Meu guru argentino

Conheça o psicanalista que une Freud com a ioga e defende as garrafas pet e o churrasco

Conheça Héctor Gonzalo Surman, o psicanalista hermano que une Freud com ioga e defende as garrafas pet e o churrasco dos pampas

 

De direita ou de esquerda, aprendemos desde cedo a acreditar no progresso. O da direita, positivista, é linear e cumulativo. O da esquerda é marxista e dialético, sujeito a trancos e rupturas. Mas, em ambos os casos, as coisas sempre, de uma forma ou de outra, evoluem. E, ouvindo isso desde pequenininhos, acreditamos. Mas não é assim que pensam todas as pessoas, incluindo aí meu amigo Héctor Gonzalo Surman, argentino (mãe catalã e pai judeu), psicanalista, criador da terapia freudiana upanishad brhadaranyaka, uma revolucionária doutrina que une os conceitos do ego e dos quatro vedas, além da técnica dos “sonhos de Borges” (em que, em vez de analisar os sonhos do paciente, em geral entediantes, analisa-se, numa parceria dinâmica e intensa, os sonhos das obras de Jorge Luis Borges, infinitamente melhores). Héctor tem um aspecto vagamente afeminado, que usa a seu favor para ganhar as adeptas mais novinhas das práticas de ioga. E uma postura política ligeiramente à esquerda, o que acaba sendo útil para conseguir contratos para palestras motivacionais em ministérios, estatais e autarquias federais.

 

Para Héctor, o progresso nada mais é do que uma ilusão, pois só o que é real é a mudança. Basta olharmos para nós mesmos: nascemos, crescemos, amadurecemos (e esse processo se parece com progresso), mas em seguida envelhecemos, ficamos mais sujeitos às doenças, nossa mente se deteriora e, no fim, morremos (onde foi parar o progresso?). Se o que há é mudança, como garantir que ela seja “para melhor”? Impossível, diz o mestre. Mas pode-se tentar um caminho de constante aperfeiçoamento e busca da iluminação, algo como viver num estado permanente de relaxada atenção (ou vice-versa). A verdade, se é que existe, não está nos livros, na internet ou nas salas de aula, mas dentro de cada um de nós. Héctor pode ser mesmo surpreendente: uma vez o peguei assistindo a Two and a half men e me espantei, “como? O Mestre, assistindo a seriadinhos?”, mas ele logo explicou que meditava melhor com a TV ligada.

CHORIZO SUSTENTÁVEL
Pergunto a Héctor como conciliar a busca pela iluminação com a sustentabilidade. Ele me dá o exemplo da alimentação. “Se como carne, contribuo para o desmatamento da Amazônia e para o aquecimento global. Se como soja, o desmatamento é no cerrado, mas o problema é o mesmo.” Então, como fazer? Ele sorri, generoso ante minha ignorância, antes de falar: “No meu caso, como carne argentina, pois, além de ‘mas buena’, não desmata, pois os pampas estão desmatados há milênios”. Me assusto com a resposta, que de início parece absurda, mas aos poucos vou compreendendo sua sábia forma zen de ver o mundo. Se as coisas não progridem, apenas mudam, devemos buscar dentro de nós a saída. E, dentro de Héctor, o que está é a tenra carne de seu país natal.

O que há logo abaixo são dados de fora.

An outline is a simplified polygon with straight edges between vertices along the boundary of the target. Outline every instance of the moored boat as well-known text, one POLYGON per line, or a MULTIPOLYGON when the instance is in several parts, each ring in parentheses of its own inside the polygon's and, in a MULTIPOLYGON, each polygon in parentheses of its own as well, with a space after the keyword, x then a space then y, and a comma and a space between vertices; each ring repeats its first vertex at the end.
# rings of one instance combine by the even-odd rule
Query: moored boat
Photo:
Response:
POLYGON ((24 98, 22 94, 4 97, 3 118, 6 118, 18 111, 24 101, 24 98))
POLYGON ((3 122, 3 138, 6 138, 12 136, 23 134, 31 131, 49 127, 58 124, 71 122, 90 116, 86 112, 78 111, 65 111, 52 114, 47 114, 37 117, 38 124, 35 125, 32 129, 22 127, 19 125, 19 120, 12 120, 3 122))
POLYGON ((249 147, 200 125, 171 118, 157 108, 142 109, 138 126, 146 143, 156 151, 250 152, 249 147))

Meu amigo, que vive hoje no eixo Vila Madalena-Trancoso-Búzios, também tem uma visão peculiar sobre as garrafas pet. Sim, elas poluem, mas, custando menos, mostram a todos nós, com muito mais clareza do que latas e garrafas de vidro, o absurdo que é o consumo desenfreado. Então, se é para causar um choque de consciência, e buscar dentro de nós uma mudança, elas são ideais. É por isso que ele consome, aos montes, guaraná e Coca-Cola em garrafas pet. Se estivermos em paz com nosso eu interior, diz Héctor, o mundo poderá ser inundado por marés em oceanos de estafilococos, assolado por furacões e espremido por desertos e lixões em expansão, que não haverá problema, pois, olhando bem fundo para dentro de nós mesmos, encontraremos a harmonia, a paz e a beleza.